<オープン戦:日本ハム1-9DeNA>◇16日◇札幌ドーム
開幕投手に内定しているDeNA石田が、オープン戦初先発し6回を“幸運の1失点”で抑えた。序盤は直球で押し込み、3回以降はチェンジアップとフォークボールの変化球で凡打を積み重ね、3安打の好投。86球を振り返り「球の質は徐々に上がっているけど、まだ自分が思っているものとは違うかな」と、手応えをつかみながら満足はしなかった。
無失点ではなく「1失点」が、チームに幸運をもたらす。
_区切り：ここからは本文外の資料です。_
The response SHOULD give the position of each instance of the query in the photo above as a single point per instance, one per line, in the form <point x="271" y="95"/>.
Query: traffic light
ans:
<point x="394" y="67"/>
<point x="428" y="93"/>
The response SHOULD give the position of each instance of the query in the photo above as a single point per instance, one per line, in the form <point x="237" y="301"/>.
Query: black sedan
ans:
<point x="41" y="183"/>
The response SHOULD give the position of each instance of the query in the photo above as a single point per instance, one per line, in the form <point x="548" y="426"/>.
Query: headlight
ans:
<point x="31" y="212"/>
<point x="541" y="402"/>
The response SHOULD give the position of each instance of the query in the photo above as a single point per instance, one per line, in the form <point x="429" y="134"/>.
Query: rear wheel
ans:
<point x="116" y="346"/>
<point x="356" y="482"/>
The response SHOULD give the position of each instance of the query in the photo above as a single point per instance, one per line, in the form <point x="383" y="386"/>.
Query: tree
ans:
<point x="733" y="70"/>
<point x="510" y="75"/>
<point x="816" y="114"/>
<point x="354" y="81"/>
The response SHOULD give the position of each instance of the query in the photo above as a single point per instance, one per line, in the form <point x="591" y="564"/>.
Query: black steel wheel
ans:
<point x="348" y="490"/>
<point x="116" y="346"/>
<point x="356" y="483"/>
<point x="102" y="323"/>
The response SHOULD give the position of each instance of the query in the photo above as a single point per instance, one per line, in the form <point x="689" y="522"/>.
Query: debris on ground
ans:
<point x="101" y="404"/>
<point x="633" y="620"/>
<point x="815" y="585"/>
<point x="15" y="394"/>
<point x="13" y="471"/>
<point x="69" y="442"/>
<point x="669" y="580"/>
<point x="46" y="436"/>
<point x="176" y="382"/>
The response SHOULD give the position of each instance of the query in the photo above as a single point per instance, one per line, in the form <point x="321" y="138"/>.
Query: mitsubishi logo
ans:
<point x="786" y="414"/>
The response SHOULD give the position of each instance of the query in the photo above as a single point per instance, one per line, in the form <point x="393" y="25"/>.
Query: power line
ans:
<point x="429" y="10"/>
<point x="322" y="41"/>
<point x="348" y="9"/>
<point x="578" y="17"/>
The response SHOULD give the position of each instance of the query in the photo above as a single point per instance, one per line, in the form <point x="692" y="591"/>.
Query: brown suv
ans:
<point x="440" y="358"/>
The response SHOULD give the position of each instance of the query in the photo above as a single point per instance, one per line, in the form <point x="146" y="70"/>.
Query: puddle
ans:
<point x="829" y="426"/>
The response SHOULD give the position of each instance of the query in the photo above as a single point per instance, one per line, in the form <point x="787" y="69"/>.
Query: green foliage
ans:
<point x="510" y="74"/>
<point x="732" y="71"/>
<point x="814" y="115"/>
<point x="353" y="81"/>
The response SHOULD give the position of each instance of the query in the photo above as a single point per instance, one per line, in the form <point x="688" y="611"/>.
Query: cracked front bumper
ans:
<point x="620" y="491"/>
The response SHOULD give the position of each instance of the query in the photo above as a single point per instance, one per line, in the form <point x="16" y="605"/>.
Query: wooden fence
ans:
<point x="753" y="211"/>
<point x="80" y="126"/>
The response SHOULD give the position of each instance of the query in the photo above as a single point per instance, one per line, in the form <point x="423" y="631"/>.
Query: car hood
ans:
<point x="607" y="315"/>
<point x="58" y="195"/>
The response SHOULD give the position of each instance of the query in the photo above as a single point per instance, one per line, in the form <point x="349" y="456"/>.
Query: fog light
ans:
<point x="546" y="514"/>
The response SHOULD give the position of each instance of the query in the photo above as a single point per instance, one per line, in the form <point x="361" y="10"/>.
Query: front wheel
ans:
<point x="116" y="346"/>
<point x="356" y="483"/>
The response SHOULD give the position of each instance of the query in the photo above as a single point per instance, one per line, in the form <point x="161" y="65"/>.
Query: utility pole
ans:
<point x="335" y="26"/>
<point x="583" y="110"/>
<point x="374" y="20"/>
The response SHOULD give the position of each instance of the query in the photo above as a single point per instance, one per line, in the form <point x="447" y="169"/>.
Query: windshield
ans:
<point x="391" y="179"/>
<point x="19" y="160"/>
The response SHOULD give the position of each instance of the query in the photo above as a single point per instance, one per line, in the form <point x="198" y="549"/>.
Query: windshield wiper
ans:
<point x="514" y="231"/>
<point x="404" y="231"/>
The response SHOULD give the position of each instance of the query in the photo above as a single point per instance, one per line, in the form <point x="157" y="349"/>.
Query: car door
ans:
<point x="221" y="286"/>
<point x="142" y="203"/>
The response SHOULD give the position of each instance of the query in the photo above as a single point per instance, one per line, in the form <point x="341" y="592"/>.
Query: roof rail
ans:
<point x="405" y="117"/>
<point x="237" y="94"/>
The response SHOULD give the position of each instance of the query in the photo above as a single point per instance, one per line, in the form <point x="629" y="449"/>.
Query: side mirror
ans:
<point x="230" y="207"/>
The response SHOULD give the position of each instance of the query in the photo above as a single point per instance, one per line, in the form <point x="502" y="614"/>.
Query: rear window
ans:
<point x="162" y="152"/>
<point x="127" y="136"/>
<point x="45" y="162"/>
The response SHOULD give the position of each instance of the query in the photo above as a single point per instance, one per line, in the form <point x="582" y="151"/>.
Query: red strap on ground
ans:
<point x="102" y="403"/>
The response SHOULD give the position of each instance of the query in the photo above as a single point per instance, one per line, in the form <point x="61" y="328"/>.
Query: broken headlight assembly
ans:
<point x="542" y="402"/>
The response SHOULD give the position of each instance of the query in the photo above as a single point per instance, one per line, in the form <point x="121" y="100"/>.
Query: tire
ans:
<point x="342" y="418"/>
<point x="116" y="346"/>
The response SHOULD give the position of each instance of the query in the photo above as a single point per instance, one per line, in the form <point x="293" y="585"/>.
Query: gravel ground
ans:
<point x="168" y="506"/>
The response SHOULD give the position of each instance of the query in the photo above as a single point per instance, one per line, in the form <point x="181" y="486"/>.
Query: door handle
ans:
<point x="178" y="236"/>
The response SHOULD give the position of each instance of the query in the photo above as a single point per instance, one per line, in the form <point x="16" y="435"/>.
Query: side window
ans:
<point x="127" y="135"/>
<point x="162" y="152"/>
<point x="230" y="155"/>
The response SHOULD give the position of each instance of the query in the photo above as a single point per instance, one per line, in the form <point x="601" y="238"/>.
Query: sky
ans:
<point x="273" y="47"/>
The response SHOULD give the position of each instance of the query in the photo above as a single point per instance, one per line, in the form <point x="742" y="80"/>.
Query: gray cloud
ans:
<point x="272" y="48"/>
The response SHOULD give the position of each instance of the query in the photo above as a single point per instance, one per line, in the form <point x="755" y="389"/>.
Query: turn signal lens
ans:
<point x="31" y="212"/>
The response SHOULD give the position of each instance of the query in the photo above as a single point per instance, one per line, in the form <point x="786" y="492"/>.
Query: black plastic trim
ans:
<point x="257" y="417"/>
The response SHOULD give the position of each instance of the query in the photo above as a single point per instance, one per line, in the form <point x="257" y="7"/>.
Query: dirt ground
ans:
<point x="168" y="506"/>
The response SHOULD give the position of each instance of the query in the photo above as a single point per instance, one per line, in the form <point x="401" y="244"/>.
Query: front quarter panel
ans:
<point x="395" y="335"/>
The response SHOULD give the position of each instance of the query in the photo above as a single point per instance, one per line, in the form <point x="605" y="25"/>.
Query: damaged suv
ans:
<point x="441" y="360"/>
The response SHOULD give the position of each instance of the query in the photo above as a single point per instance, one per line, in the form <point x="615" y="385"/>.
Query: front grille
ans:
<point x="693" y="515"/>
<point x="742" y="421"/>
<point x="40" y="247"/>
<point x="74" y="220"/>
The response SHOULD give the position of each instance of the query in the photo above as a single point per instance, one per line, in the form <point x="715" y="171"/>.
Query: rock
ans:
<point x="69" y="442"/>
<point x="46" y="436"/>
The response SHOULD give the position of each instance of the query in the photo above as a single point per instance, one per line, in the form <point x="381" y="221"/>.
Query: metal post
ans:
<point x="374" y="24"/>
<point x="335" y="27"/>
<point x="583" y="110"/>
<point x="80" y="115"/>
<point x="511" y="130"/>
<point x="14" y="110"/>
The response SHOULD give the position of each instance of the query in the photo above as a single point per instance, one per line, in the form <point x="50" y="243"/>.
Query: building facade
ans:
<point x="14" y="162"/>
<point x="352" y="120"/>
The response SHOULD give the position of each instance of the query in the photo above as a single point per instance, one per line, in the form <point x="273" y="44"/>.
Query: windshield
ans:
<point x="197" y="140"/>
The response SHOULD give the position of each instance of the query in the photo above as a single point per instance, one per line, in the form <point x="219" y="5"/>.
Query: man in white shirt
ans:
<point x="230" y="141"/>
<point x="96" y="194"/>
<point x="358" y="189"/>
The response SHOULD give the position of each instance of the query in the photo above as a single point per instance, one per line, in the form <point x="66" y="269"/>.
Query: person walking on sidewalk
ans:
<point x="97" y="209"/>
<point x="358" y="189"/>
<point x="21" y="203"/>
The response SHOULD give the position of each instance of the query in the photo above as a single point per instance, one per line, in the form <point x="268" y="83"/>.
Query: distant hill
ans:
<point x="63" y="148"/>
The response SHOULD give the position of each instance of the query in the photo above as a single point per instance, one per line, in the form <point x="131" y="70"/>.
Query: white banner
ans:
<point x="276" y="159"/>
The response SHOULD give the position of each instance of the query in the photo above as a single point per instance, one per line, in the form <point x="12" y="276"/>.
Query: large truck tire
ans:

DeNAでは最近10年、開幕投手がオープン戦初先発で1失点した年(11、13年)は、開幕戦でチームが勝っている。順調に調整ができている一方で、この1失点が反省材料になる。だから石田も5回に四球と暴投からピンチを広げ、与えた1失点を「あれは防げた点。失点をしていい流れを相手に与えてはいけない。そういう失点を減らしたい」と気を引き締めた。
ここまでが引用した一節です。